In recent years her focus has been on agriculture, the
environment, and Latin America. She recently completed a doctoral
degree in Environmental Studies, looking at cultural pluralism in
relationship to the environment, through the stories of the indigenous
and mestizo coffee farmers of Chiapas. She is also a part-time farmer,
raising and selling
organic produce in Vermont.
Elif Shafak
Novelist, journalist, and teacher Elif Shafak was born in France and spent her teenage years in Spain before returning to her native Turkey. After earning a Ph.D. in political science, Elif went to the US, where she worked as a visiting scholar at the University of Michigan and an assistant professor of Near Eastern Studies at the University of Arizona. She has taught courses on "Ottoman History from the Margins," "Turkey & Cultural Identities," "The Queer in the Middle East," "Literature and Exile," "Politics of Memory," and "Sexualities and Gender in the Muslim World." She now lives in Istanbul. Among her novels are The Bastard of Istanbul (2007) and The Saint of Incipient Insanities (2004).

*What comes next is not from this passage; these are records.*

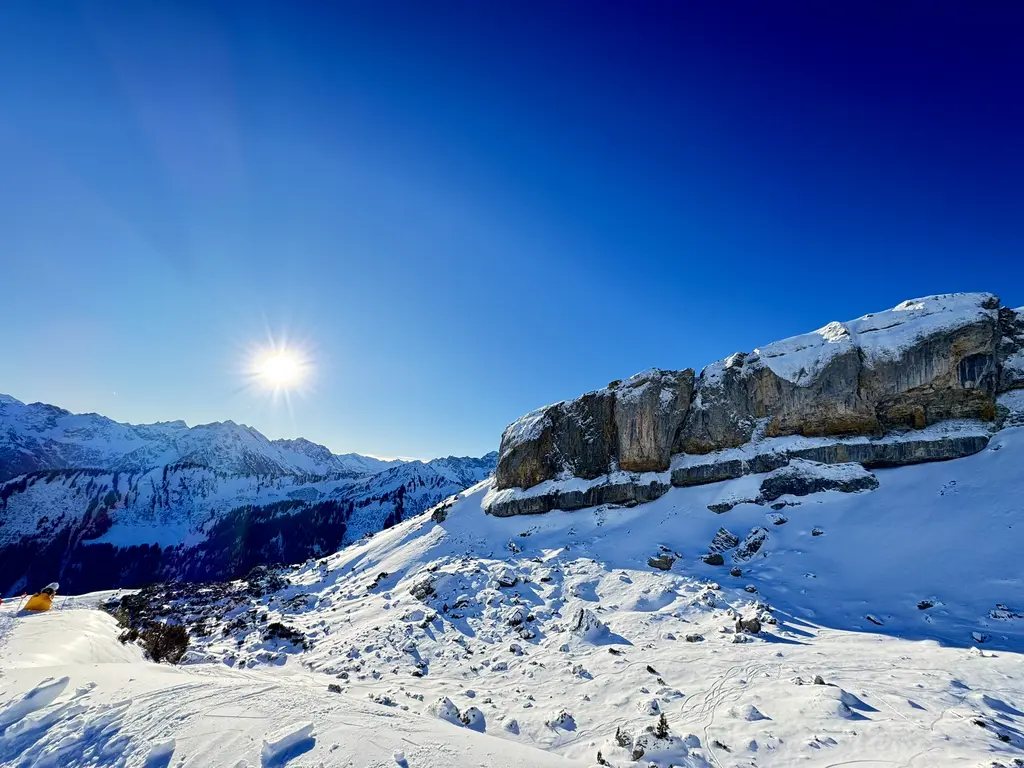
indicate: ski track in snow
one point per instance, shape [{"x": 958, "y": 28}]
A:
[{"x": 907, "y": 692}]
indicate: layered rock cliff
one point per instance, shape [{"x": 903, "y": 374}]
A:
[{"x": 871, "y": 388}]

Michael Hardt is a political philosopher
at Duke University who specializes in political, legal, economic, and social aspects of globalization. He is co-author, with Antonio Negri, of
the books Empire
(2001) and Multitude
(2004).
Richard Chase Smith is a cultural
anthropologist who has been working with Amazonian peoples
since the 1960s.
He is founder and director of the Instituto
del Bien Común (Institute for the Common Good) in Lima,
Peru.
Billie Jean Isbell
is a cultural anthropologist who specializes in gender, peace and reconciliation, and social movements in Latin America. Now retired from teaching, she is former
director of the Latin
American Studies Program at Cornell University.